河川と大地について「滝」のような急流の河川が大地と海をつくる
清らかで速い流れが、広大な扇状地をつくる
富山の寿司文化を理解するには、県内を流れる七大河川(東から黒部川・片貝川・早月川・常願寺川・神通川・庄川・小矢部川)の働きを知る必要があります。
富山の川の多くは傾斜が急で「滝のようだ」と形容されるほど流れが速いため、砂や泥が一気に海まで運び去られ、粗い砂や石だけが川底に残ります。
この清らかな河川水と川底の特徴はアユなどの川魚にとって最適で、サクラマスの産卵にも適しています。エサとなる昆虫も多いため、桜の咲く時期にはサクラマスが川を上り、ます寿司の原材料として、最盛期の明治期には年間160トンも漁獲されました。

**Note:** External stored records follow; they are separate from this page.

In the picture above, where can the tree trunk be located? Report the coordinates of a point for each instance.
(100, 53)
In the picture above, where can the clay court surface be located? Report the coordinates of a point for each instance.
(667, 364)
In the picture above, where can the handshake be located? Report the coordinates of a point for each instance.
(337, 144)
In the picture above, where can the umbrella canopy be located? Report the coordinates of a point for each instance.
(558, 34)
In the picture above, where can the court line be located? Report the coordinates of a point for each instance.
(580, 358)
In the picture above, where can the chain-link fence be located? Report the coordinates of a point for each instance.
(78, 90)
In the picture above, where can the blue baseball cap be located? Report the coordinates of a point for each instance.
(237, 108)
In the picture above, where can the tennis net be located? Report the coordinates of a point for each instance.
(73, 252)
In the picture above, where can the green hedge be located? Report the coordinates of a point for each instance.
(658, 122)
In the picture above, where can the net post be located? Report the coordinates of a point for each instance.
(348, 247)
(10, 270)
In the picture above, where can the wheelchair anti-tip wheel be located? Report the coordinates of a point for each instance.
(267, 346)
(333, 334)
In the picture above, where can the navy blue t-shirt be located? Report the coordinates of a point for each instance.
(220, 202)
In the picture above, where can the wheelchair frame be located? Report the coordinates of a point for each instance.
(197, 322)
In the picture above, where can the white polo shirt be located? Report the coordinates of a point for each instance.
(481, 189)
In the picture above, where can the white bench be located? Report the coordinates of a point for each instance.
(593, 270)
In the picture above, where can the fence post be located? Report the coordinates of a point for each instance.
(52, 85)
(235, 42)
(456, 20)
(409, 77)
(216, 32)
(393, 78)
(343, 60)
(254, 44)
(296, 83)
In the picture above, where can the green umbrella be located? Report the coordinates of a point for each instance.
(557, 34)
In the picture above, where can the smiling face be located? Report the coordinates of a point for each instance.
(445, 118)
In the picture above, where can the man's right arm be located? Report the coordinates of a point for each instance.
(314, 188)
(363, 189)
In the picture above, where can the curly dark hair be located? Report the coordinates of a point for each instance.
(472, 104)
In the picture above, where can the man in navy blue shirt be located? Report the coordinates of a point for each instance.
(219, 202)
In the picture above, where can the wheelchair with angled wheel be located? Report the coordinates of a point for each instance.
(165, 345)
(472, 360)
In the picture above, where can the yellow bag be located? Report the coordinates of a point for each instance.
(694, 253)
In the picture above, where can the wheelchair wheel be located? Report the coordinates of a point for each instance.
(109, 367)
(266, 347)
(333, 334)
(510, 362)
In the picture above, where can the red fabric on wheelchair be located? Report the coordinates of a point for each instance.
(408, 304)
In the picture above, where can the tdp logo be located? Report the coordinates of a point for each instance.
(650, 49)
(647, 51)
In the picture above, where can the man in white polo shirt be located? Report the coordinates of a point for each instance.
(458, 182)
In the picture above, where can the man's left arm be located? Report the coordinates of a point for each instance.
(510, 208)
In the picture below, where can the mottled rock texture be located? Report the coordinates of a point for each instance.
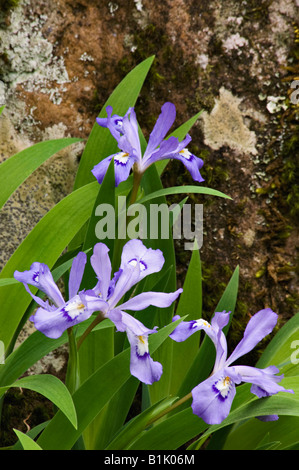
(61, 59)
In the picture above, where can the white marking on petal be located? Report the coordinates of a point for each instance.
(223, 386)
(186, 154)
(121, 158)
(142, 345)
(74, 308)
(202, 322)
(134, 262)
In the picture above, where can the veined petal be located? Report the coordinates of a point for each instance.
(142, 365)
(144, 300)
(191, 162)
(40, 276)
(212, 399)
(264, 381)
(76, 273)
(136, 253)
(53, 323)
(260, 325)
(187, 328)
(219, 321)
(101, 264)
(128, 277)
(130, 140)
(112, 122)
(162, 126)
(123, 163)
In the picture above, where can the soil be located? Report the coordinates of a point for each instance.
(235, 60)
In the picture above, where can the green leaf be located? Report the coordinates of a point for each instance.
(44, 243)
(93, 395)
(35, 347)
(181, 190)
(204, 359)
(132, 429)
(17, 168)
(100, 143)
(281, 351)
(175, 431)
(50, 387)
(190, 304)
(180, 133)
(26, 441)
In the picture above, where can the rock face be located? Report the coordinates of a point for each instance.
(59, 62)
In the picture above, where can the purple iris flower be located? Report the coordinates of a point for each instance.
(137, 261)
(212, 399)
(125, 131)
(52, 319)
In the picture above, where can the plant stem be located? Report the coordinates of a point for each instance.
(72, 375)
(96, 321)
(136, 184)
(171, 408)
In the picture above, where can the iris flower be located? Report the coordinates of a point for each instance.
(212, 399)
(137, 262)
(55, 315)
(125, 131)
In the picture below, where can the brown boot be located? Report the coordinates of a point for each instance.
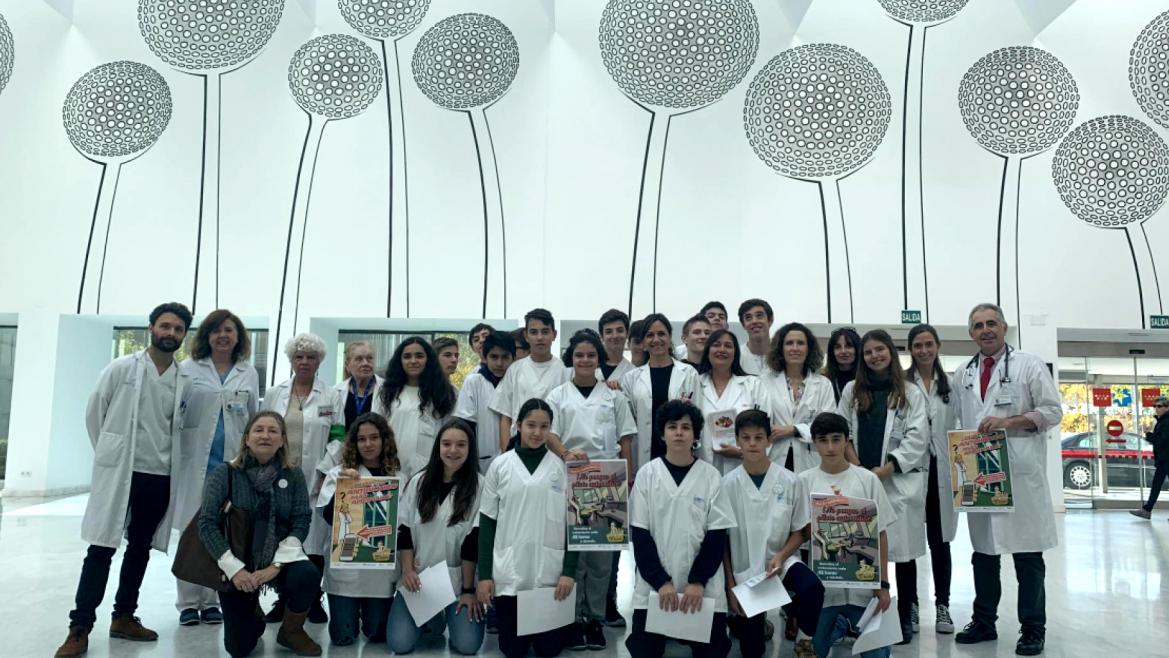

こうした七大河川の多くは、立山連峰や飛騨高地を水源とし、長い年月をかけて石や砂を運び続け、広大な扇状地を県内各地につくり上げてきました。
かつては洪水に悩まされ、水はけの良すぎる土壌が原因で作物が育ちにくい土地でしたが、先人たちの努力によって日本屈指の米どころと姿を変え、今では、人々の暮らしと食文化を支える基盤となっています。
流れの速い川は、海底の地形にも影響を与える

平時には扇状地を形成する川も、大雨の際には大量の土砂を富山湾へ一気に運び、その勢いで沿岸近くに深い海底谷を刻み込みます。
「藍瓶(あいがめ)」と呼ばれる深い海底谷には「富山湾の宝石」とも称されるシロエビなどが生息し、豊かな漁業を支える重要な要素となっています。
また、扇状地の下には、年間約40億トンに達する地下水が流れています。その一部は扇状地でわき水となり、市民の生活をうるおします。残りの伏流水はやがて、富山湾の海底からわき出します。
この地下水脈にも、窒素、リン酸、カリウム、ケイ素といった「森の栄養分」が豊富に溶け込んでおり、それらの養分をもとに富山湾では大量のプランクトンが育まれます。
山から始まり、扇状地を抜け、海へとつながる川は、水の循環のパイプ役を果たしながら、その過程で多くの命を育み、富山の食文化を根底で支え続けています。